Dorsal horn pro-inflammatory gene expression is not altered by stress 3 days post-SNI. A, B) Stress increases CD11b and TLR4 gene expression, indicative of enhanced microglial activation (also see Fig. 2). C-F) In contrast, the expression of pro-inflammatory genes known to be associated with neuropathic pain is not increased by SNI or Stress. Data are normalized to the internal control gene (18s), and expressed relative to their contralateral value. Results are expressed as mean ± SEM; n=4-5/group. *p<0.05; **p<0.01.

Figure 4

Glucocorticoids do not prime pro-inflammatory gene expression or NF-κB activity. A) LPS (10 and 100 ng/ml) and TNF-α (10 ng/ml) for 1 or 6 h increase IL-lβ transcript (vs. media) in BV-2 cells. Pre-treatment with CORT (0.1 μM) for 1 h has no effect on LPS- or TNF-α-induced IL-1β gene expression. B) TNF-α (10 ng/ml) for 1 h increases NF-κB activity (vs. media & CORT vehicle). Pre-treatment with CORT (0.1 μM) for 1 h has no effect on TNF-induced NF-κB activity. Relative luciferase activity (RLA) was determined by normalizing to β-gal. Results are expressed as mean ± SEM. *p<0.05; ***p<0.0001.

Figure 5

Stress increases nerve injury-induced pERK. A&B) pERK labeling in superficial dorsal horn at 1 day post-SNI is increased by stress. C) Quantitative analysis of pERK labeling confirms stress-induced increases in pERK (p < 0.0001 vs.
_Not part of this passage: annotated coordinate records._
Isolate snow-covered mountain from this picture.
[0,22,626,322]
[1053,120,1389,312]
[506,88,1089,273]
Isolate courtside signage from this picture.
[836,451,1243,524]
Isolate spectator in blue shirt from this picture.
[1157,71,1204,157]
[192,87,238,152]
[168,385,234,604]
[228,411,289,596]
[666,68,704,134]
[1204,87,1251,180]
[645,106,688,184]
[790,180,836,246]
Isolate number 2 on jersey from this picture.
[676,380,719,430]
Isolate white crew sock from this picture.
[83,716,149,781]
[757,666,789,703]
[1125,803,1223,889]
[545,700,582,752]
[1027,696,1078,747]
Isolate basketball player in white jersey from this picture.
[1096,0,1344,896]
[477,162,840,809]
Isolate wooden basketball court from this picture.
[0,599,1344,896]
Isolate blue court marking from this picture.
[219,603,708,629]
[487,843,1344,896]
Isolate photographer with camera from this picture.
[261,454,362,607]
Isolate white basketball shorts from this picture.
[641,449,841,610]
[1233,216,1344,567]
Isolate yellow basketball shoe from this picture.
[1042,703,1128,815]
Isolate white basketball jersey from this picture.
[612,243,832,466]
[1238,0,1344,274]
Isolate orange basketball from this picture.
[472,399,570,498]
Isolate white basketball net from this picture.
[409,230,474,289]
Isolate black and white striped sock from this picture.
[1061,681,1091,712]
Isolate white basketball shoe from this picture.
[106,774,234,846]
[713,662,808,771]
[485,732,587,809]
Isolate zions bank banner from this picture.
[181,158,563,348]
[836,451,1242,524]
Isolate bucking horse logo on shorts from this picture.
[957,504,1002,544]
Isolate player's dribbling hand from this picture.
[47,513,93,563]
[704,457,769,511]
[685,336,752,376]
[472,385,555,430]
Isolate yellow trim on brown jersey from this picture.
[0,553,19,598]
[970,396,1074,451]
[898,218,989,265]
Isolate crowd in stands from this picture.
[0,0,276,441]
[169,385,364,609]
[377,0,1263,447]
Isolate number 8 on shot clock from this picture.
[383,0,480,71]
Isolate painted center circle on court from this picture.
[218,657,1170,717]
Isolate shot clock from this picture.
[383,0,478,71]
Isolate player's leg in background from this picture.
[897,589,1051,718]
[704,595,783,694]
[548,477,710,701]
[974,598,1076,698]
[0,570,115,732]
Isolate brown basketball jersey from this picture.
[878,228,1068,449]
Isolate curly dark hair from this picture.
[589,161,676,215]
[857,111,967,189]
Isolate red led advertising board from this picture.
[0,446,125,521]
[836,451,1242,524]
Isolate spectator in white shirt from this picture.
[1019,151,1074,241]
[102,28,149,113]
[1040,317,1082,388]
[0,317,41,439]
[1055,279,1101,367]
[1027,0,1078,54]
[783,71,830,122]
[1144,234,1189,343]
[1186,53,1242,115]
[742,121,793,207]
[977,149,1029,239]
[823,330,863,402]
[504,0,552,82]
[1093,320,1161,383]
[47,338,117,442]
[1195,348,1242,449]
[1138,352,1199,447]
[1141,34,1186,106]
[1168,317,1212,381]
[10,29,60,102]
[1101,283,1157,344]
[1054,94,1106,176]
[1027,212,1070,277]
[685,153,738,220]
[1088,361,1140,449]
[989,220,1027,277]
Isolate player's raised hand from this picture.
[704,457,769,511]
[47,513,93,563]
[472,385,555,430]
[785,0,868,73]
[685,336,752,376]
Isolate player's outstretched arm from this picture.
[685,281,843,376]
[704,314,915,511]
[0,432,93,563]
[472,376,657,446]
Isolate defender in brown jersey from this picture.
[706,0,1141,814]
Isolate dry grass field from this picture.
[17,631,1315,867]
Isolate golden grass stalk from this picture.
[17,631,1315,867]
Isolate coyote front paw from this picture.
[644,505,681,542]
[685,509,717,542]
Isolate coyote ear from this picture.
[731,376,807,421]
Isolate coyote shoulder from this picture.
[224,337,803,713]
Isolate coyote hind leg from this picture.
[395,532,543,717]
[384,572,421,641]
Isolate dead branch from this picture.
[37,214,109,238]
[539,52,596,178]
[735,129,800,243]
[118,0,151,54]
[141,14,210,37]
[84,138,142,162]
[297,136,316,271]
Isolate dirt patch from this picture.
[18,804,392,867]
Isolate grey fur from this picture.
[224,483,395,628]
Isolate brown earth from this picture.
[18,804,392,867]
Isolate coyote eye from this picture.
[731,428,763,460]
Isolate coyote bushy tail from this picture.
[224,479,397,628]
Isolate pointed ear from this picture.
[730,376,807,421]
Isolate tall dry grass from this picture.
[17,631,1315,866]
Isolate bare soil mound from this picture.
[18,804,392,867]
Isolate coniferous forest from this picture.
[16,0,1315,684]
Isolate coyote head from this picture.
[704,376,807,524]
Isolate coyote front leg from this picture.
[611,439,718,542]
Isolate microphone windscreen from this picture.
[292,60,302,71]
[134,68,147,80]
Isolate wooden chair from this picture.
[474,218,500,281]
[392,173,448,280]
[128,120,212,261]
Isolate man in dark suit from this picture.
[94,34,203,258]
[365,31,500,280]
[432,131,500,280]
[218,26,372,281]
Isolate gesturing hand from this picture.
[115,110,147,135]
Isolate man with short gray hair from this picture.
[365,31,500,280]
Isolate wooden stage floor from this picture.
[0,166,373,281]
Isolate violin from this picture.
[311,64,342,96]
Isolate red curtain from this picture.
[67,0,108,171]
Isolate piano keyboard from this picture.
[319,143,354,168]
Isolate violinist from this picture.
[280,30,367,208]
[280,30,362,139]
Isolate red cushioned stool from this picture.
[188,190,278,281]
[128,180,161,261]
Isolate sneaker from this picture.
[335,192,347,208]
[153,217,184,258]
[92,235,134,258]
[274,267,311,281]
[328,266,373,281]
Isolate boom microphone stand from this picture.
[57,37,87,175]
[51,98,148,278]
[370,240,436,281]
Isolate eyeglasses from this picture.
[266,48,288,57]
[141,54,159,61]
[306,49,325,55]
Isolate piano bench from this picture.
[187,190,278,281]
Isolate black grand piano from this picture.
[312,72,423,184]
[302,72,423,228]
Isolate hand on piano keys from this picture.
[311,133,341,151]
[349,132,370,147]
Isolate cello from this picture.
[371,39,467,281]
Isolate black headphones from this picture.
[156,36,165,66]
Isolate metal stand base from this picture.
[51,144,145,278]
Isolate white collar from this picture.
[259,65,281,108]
No Stress (NS); PA=proportional area). Results are expressed as mean ± SEM; n=4/group. Scale bar in B = 100 μm.

Figure 6

Stress-induced potentiation of allodynia is NMDA receptor-dependent. Pre-stress treatment with memantine (MEM) blocks the effects of stress on allodynia (post-SNI days 1, 3, 5, and 7) after nerve injury (**p<0.01 vs. Veh + Stress). Results are expressed as mean ± SEM; n=6-7/group; y-axis values represent von Frey hair handle markings.